My very brief visit to London brought another joy. For the first time in more than thirty-five years I encountered the English teacher who taught and encouraged me in my last year and a half at school. She was also at the reading. She was an excellent teacher who shared her love of literature and I owe her a very great deal. Thank you, Miss Hann.
4 comments:
I'm a great Harrison fan as well and have been for many years ever since I first saw him on the off late one night on TV in one of those programs for schools. Since then I have read everything by and about him and actually got the chance to meet him yesterday. I had already bought my ticket but just like yourself, won another 2 (of course I knew the answer to the question right away): the first time I've ever won anything apart from a consolatory prize for not having won anything about 20 years ago! So, after asking about 36 friends, most of which replied excusing themselves for weddings, engagements and birthday parties one of them agreed to come and join me in what turned out to be a really fantastic night.

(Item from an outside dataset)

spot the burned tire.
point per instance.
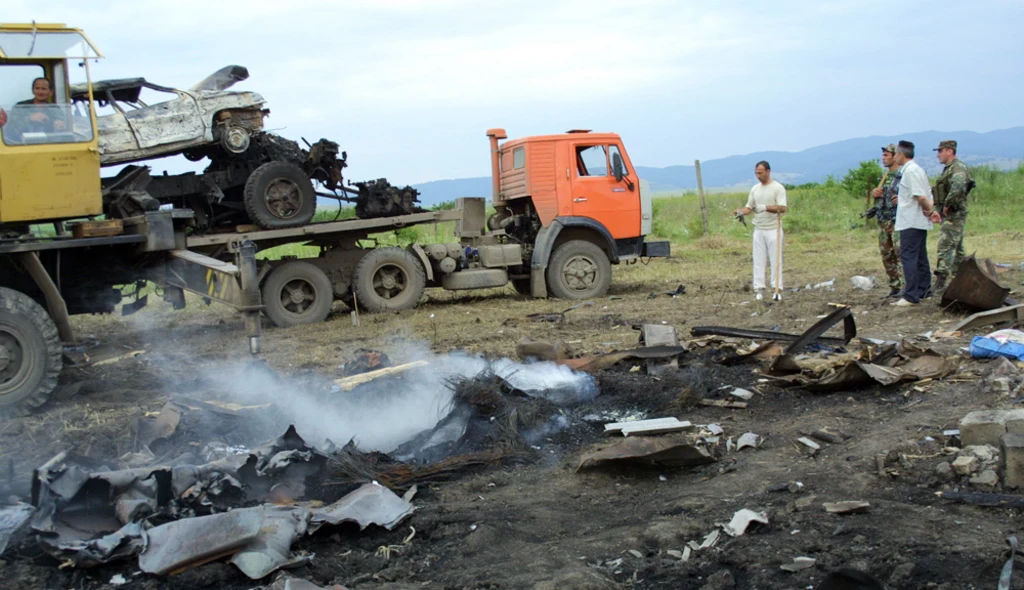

Unlike you, I didn't get the chance to stay and meet him as I thought I'd better take the precaution of heading to the station and making sure I caught my train home (the last of the day to my station). But it was indeed a wonderful reading - and thanks for your comment.
Very interesting post. At University a fellow student and flat mate told me how suprised she was that I was studying English Lit as my spoken English was so poor.
Sonia, it sounds perhaps the poor fellow student could appreciate only one dialect of English, which she must have found limiting. The richness of English - which enhances the experience of literature - is partly drawn from the multiple voices and dialects. If there were only RP, the language would be so much narrower - but the enforcers of RP just don't realise that and their lives (though not their bank balances) are impoverished as a result. And that's my rant of the morning. Thanks for stopping by my blog and posting a comment.